CoefficientEvents: this is a utility class that simplifies the registering of handlers and the publishing of events. It implements two strategies for accessing the relevant event system functions. For managed EJB environments, it uses a JMS message to invoke the methods on a MessageBean. In this scenario, both handler registration and event processing is done asynchronously. For unmanaged environments without JMS, it invokes the appropriate methods directly.

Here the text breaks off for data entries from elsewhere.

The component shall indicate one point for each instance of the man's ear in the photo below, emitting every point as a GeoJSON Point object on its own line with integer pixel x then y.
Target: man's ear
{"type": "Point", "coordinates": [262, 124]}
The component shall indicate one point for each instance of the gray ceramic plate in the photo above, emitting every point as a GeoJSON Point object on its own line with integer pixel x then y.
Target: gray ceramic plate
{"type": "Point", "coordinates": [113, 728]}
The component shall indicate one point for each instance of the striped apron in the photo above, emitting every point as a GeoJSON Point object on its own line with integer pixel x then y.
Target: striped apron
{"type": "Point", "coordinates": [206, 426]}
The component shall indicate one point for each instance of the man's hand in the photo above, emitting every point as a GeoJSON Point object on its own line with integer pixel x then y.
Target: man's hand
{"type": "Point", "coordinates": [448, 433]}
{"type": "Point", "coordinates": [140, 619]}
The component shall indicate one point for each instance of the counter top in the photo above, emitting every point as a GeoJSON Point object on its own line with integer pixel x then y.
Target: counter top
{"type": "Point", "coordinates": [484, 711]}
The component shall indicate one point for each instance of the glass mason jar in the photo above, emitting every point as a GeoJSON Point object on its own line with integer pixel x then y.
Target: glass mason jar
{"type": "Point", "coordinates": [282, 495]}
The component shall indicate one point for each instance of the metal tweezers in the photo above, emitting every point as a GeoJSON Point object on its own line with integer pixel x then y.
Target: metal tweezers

In this environment, handler registration is done synchronously, but event processing is done asynchronously by spawing a new Thread to do the work.

CoefficientEventMessageBean: this is the MessageBean mentioned above.

Known issues and future enhancements

Future enhancements could include:

  • Callbacks (to the event publisher)
  • Transactional event processing: event processing happens within transactional boundaries, and can cause the rollback of the entire transaction.

Currently, there is one major known issue:

  • The singleton pattern (used for implementing the EventHandlerRegistry) doesn't transfer very well into distributed EJB environments (where EJB containers can be clustered and distributed, and can even have multiple simultaneous JVM instances and memory spaces. The current EventHandlerRegistry implementation assumes that the entire Coefficient system is running in a single process on a single machine with a single memory space. If this is not the case, unexpected behaviour can result (i.e. events will only be dispatched to handlers that were registered in the local registry, and not to those registered in other processes or on other machines). A safer implementation is needed, probably using some naming and directory service (jndi). If you know of a nice, portable "singleton EJB" implementation, please contribute!